A: I hope it can be helpful in many different practical situations. Anything regarding scriptures in any of the three traditions is also dangerous. But you can see that these scriptures can go terribly wrong. They can be interpreted in all sorts of very harmful ways, and facing those difficulties in our texts — each of us has real difficulties in our own texts — is part of what scriptural reasoning tries to do. In other words, it tries to reduce optimism that there is some easy way forward on these things. But what we hope is that there is genuine practical outcome from this. Not in the immediate — we don’t claim to solve the Middle Eastern problem, but then nobody else has so far either. But to enable a quality of understanding and engagement and to continually return to the core identities of each, but to do that, it seems to me, can resource members of each of the communities to attack the problems in their own communities as well as between them and in the rest of society.

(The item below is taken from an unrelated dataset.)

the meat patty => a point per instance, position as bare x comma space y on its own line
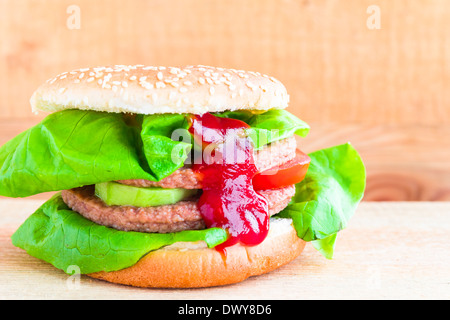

And, as I say, it’s always at its best, because anything, really — just it’s always a matter of the corruption of the best is the worst. Nothing goes wrong worse than religion, except perhaps sex and money. But the fact is that in our world we have to take the risks, it seems to me, to engage across these boundaries. But, as you say, the divisions at present in our world, between Christians and Muslims especially, are so acute and so dangerous for the future of our whole world.

Q: Can you see this changing the way countries do diplomacy? Do you see a need for it in the way nations do diplomacy?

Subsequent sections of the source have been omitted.